As groundbreaking a technology as generative artificial intelligence (AI) is, there are clearly trust issues. The suggestions surfaced by large language models (LLMs) are prone to everything from simple mistakes to outright hallucinations that are beyond belief. Data science teams clearly need tools to identify the root cause of those errors long before any potential harm is inflicted.
Today, deepset is moving to address that challenge by adding a Groundedness Observability Dashboard that measures the quality of the output being generated by an LLM. The deepset Cloud is a platform for accessing multiple large language models (LLMs) that makes it simpler to build AI applications using LLMs originally developed by, for example, OpenAI and Anthropic. The overall goal is to make it simpler to build AI applications using reusable components and templates.
The Groundedness Observability Dashboard extends the platform to now include an ability to create scores for measuring the precision and fidelity of the responses generated using the source documents that were employed to train the AI model. Those results can then be used as a guide for fine tuning the LLM, the prompts being used to expose the LLM to additional data.
Those metrics can also be used to identify inefficient processes that are also driving up the LLM costs says Mathis Lucka, head of product for deepset. “You can optimize costs,” he adds.
Finally, deepset has also added annotation capabilities to make it easier to review source material as part of any effort to fact check output.
The deepset tools are part of a larger effort to create a trust layer that ensures LLM accuracy, says Lucka.
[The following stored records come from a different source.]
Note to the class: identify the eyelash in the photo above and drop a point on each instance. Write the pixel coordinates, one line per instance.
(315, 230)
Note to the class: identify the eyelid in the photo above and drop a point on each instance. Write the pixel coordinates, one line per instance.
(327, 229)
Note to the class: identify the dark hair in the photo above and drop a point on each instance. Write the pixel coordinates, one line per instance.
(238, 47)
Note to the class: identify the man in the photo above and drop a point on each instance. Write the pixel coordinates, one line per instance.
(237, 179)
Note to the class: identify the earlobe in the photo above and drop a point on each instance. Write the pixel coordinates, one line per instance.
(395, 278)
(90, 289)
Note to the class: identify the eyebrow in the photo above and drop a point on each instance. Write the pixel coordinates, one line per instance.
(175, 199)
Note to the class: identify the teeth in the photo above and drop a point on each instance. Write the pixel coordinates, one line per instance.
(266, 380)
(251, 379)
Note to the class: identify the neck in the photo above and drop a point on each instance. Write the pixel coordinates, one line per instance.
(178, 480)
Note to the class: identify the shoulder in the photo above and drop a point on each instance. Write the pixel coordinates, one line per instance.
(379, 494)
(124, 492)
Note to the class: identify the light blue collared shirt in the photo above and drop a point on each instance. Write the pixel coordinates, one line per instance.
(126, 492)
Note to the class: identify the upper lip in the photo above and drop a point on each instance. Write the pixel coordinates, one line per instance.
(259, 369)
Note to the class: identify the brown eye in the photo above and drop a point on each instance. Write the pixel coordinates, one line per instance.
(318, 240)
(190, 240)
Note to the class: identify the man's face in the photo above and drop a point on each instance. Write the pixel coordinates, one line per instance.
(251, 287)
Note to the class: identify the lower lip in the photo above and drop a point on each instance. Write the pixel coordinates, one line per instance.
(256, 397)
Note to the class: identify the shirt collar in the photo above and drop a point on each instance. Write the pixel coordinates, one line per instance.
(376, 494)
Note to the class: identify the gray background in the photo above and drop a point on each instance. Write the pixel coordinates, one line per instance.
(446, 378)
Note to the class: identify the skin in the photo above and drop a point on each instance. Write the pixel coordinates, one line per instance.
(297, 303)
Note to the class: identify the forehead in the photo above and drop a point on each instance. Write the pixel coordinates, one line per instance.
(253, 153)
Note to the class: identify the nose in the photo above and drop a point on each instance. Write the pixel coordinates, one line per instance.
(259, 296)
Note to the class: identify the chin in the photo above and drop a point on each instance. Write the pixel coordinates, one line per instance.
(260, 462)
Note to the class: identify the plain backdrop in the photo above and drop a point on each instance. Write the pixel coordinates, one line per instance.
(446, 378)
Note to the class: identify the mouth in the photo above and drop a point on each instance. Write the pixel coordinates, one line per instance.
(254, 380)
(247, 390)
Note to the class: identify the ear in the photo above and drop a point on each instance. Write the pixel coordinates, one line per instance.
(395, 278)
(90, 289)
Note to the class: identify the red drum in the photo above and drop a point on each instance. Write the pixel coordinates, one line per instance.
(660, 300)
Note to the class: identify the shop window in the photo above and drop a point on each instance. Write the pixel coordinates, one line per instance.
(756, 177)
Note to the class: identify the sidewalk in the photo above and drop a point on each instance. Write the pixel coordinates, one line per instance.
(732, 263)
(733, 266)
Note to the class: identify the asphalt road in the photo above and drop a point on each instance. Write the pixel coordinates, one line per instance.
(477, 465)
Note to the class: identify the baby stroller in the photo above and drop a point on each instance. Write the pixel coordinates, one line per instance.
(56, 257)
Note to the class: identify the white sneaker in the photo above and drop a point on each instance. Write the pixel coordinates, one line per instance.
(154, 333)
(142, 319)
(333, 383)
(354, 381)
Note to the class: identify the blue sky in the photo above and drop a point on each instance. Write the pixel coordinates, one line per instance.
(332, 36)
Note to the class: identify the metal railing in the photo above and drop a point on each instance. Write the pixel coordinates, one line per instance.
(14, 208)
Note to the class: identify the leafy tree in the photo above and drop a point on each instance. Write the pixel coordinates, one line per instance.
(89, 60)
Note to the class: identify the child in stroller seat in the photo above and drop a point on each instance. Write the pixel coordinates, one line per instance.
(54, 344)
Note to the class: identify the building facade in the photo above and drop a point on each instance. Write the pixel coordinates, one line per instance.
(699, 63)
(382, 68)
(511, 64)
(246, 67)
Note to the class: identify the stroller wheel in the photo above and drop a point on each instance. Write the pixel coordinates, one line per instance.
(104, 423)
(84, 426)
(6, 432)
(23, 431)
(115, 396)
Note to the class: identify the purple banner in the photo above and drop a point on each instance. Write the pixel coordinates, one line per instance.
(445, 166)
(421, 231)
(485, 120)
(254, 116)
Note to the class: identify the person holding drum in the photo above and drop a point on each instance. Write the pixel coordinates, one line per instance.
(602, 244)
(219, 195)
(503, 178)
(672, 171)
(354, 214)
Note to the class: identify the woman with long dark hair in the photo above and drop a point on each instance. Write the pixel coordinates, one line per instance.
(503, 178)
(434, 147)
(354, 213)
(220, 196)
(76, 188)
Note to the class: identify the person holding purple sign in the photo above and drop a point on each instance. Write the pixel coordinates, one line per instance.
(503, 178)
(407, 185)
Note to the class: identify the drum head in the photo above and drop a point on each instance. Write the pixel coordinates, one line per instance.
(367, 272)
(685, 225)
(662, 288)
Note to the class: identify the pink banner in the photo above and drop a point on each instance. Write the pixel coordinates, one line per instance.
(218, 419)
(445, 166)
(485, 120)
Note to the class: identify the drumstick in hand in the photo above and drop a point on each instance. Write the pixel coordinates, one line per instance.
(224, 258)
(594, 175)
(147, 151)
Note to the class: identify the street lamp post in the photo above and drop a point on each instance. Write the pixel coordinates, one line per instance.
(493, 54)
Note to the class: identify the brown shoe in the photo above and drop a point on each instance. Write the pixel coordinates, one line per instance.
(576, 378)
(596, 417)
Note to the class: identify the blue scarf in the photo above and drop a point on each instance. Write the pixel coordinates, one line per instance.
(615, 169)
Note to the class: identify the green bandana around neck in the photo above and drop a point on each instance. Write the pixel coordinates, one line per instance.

If organizations don’t have confidence in the output being generated by an LLM because too many errors are being generated, or there are outright hallucinations, it will ultimately slow enterprise adoption, he notes.
There is, of course, a world of difference between using an LLM to generate, for example, a more compelling email that an individual end user should review before sending and embedding generative AI platforms into business workflows. The tolerance for errors and hallucinations in workflows that impact customers is near zero. The challenge the enterprise IT organizations face today in determining the root cause of issue is problematic, given all the data sources used to train an AI model. The tools provided by deepset provide data science teams with a means to triage problems, hopefully before an AI model is deployed in a production environment. That’s critical because the cost of retraining AI models after they have been deployed is considerable.
It’s still early days as far as operationalizing AI within organizations, but it’s apparent there is a need to observe them in a way that makes it simpler to identify problematic data sources. Most large enterprises have mountains of conflicting data that can easily result in an LLM making suboptimal recommendations. The issue is that many of those mistakes, without tools to identify them, might be too subtle to catch until after a significant amount of damage has been inflicted.
One way or another, auditors are going to eventually require data science teams to document how any LLM was trained. The sooner the tools required to document those processes are in place, the more comfortable everyone concerned about the accuracy of AI platforms is going to be.